While a surge in COVID-19 cases has forced several European and western countries to limit social gatherings, shut down bars, open field hospitals, such measures have become distant memories in much of Asia, especially India. For months now, life across Asia, where the virus first emerged, has mostly returned to normal.
Now, a team of Indian scientists has found the answer to the global divide of coronavirus behaviour.
According to scientists from the National Institute of Biomedical Genomics in Kalyani, West Bengal, the main reason behind the slow spread of mutant coronavirus in Asia compared to the West is because of deficiency of a particular human protein.
In a Times of India report, the scientists explained how higher levels of a human protein- neutrophil elastase-helps virus to enter human cells, multiply, and also spread faster from COVID-19 infected patients.
However, this protein is kept in check by the biological system, which produces another protein call alpha-1 antitrypsin (AAT). So, AAT deficiency leads to higher levels of neutrophil elastase in the cells, which helps the SARS-CoV-2 to spread more quickly.
The scientists noted the deficiency of AAT is much higher in Europe and America than among Asians. The study has been published in the journal, Infection, Genetics, and Evolution.
The team of scientists including Nidhan Biswas and Partha Majumder said that naturally occurring mutations in the AAT-producing gene result in the deficiency of the AAT protein.
According to Majumder and Biswas, AAT deficiency is the least in Asian countries--8 per 1,000 individuals in Malaysia, 5.4 per 1,000 individuals in South Korea, and 2.5 per 1,000 in Singapore.
Whereas, 67.3 per 1,000 individuals in Spain are AAT deficient. In France and the US, it is 51.9 per 1,000 and 29 individuals among 1,000 AAT deficient.

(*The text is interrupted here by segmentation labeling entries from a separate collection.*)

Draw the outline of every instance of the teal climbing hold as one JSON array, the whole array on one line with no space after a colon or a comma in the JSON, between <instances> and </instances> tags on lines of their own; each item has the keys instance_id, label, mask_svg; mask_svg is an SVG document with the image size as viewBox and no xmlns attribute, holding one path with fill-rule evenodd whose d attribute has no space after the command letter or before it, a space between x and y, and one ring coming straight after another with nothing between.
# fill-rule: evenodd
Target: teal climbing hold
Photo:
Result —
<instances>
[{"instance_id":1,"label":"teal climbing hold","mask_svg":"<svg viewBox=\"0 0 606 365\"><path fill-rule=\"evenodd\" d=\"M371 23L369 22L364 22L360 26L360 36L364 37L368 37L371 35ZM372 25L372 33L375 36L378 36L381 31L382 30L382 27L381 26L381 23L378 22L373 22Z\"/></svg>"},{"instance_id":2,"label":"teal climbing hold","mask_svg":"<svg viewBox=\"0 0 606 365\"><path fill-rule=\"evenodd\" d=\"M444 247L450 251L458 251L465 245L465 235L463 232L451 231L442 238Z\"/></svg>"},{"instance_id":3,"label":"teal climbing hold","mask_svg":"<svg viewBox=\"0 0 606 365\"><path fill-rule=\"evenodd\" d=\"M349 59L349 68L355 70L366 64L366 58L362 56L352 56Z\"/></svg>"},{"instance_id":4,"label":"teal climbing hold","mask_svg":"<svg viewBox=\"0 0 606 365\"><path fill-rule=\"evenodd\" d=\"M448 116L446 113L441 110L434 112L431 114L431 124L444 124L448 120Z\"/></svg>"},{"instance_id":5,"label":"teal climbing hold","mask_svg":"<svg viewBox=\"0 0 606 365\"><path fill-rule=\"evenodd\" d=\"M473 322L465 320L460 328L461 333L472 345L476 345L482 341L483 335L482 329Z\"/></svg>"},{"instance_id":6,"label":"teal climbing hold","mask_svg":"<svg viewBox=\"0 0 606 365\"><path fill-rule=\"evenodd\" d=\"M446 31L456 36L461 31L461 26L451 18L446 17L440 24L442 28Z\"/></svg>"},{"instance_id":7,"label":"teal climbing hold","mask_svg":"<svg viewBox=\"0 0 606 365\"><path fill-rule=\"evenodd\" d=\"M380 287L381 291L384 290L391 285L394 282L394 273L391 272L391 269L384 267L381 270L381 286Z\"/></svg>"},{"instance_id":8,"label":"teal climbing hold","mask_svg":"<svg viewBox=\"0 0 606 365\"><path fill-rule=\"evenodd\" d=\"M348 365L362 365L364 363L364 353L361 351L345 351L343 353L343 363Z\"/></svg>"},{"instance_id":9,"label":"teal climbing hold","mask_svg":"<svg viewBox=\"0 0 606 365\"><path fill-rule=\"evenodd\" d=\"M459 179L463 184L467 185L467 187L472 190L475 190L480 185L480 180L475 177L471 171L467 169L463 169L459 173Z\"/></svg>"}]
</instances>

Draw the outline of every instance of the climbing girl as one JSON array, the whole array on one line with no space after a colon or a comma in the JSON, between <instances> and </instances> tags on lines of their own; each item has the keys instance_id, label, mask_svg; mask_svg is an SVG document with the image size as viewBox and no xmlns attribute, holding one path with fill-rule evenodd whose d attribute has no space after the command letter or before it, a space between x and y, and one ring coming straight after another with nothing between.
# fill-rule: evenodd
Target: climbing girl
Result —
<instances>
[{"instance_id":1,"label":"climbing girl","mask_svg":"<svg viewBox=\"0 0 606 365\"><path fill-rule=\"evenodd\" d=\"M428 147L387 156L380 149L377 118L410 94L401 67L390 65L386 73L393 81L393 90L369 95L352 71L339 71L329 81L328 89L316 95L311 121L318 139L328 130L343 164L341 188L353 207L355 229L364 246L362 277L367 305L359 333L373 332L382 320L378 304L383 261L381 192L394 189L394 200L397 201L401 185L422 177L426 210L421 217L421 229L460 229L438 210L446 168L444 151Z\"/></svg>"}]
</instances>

Earlier, the most popular speculation of different behaviour of COVID-19 in East and West was the higher temperature in Asia, Majumder said. He added, "We believed the cause had to be biological rather than physical or social".
However, the researchers emphasised that their findings along with other social factors might explain the differential geographical or ethnic spread of the coronavirus.